I currently have the iPad Air and iPhone 5c. They both popped up yesterday with messages about an update available and ready to download. Do I really want to do this? They both operate just fine now. Frankly, I'm scared to upgrade with the complaints about the iPhone 6.:facepalm:


----------



## arabian knight (Dec 19, 2005)

chickenmommy said:


> I currently have the iPad Air and iPhone 5c. They both popped up yesterday with messages about an update available and ready to download. Do I really want to do this? They both operate just fine now.
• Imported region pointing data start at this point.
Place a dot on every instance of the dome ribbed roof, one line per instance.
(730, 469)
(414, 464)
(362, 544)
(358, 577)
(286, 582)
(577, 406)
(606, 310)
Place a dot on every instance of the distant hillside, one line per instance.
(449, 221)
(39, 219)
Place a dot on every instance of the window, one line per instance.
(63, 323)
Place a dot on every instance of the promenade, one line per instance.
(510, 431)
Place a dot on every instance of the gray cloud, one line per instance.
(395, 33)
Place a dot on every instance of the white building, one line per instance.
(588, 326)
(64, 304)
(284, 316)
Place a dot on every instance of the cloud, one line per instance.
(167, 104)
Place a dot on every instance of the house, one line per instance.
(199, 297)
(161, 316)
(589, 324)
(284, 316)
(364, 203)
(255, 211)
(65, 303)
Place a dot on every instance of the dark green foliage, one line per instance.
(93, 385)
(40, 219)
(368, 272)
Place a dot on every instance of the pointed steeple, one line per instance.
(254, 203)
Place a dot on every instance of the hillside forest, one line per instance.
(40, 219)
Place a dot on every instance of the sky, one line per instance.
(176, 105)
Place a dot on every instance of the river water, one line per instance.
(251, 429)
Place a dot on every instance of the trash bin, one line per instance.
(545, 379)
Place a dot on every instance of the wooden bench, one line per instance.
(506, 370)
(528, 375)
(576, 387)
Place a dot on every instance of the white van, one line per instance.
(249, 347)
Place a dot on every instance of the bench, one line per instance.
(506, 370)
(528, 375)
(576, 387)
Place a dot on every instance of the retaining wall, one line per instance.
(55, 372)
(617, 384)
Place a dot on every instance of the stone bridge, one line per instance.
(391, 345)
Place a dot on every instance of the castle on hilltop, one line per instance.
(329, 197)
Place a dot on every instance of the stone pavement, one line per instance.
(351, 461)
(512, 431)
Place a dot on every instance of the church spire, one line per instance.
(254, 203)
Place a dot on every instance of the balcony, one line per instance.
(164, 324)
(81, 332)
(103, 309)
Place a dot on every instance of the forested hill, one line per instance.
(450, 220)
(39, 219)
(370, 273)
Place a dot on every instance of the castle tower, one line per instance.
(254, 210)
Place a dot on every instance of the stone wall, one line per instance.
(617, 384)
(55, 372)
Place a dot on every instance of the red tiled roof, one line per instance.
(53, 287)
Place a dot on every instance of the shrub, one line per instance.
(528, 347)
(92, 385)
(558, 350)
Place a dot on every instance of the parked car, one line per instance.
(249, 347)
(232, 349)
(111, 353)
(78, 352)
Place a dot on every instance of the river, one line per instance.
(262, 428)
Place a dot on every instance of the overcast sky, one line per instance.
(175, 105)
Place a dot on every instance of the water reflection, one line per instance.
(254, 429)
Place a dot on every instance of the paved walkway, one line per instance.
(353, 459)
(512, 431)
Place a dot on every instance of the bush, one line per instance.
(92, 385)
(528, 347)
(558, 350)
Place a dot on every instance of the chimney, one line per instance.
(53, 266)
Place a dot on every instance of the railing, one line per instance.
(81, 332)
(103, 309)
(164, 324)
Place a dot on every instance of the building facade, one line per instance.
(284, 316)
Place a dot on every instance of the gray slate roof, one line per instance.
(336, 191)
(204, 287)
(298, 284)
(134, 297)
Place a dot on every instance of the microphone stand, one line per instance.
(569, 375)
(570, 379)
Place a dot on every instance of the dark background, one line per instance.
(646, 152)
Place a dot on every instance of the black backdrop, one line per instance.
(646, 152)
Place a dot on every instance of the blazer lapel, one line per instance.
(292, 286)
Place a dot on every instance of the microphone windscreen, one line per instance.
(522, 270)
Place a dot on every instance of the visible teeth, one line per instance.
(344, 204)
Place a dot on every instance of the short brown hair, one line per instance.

Frankly, I'm scared to upgrade with the complaints about the iPhone 6.:facepalm:


 Yes you do want to update.
I have already done this update on my iPad Air

Now this is why you should and what the update does.

iOS 8.0.2
This release contains improvements and bug fixes, including:

Fixes an issue in iOS 8.0.1 that impacted cellular network connectivity and Touch ID on iPhone 6 and iPhone 6 Plus
Fixes a bug so HealthKit apps can now be made available on the App Store
Addresses an issue where 3rd party keyboards could become deselected when a user enters their passcode
Fixes an issue that prevented some apps from accessing photos from the Photo Library
Improves the reliability of the Reachability feature on iPhone 6 and iPhone 6 Plus
Fixes an issue that could cause unexpected cellular data usage when receiving SMS/MMS messages
Better support of Ask To Buy for Family Sharing for In-App Purchases
Fixes an issue where ringtones were sometimes not restored from iCloud backups
Fixes a bug that prevented uploading photos and videos from Safari


----------



## Kung (Jan 19, 2004)

IF you're on 8.0.1, yes.

If you're on 7.x.x, it's up to you.


----------



## chickenmommy (Aug 24, 2004)

I updated and am thrilled with the changes so far! Love the fact that I can answer the phone on my iPad if necessary. Also like the new keyboard.


----------



## littlebitfarm (Mar 21, 2005)

I just did the update on my iPad. Now I can't open homesteadingtoday in tapatalk. When I search for it, it comes back with no results. Anyone else have this issue?


----------



## AngieM2 (May 10, 2002)

There is a dedicated app in the iPad. Sometime ago the Tapatslk. was let go and is not working. I am surprised you had one that was working.


----------



## Guest (Oct 19, 2014)

My TapATalk works fine. 
I have HT and another half dozen forums in it. (Although I recently found the HT App and it seems to work a bit better in the eMail notification. It works 1/4 of the time, where TapATalk's eMail notify worked 0%...)
I am a SysOp and my TapATalk for that forum works flawlessly.


----------



## littlebitfarm (Mar 21, 2005)

Tapatalk came back with homesteadingtoday in 1 ipad but not other. Weird!


----------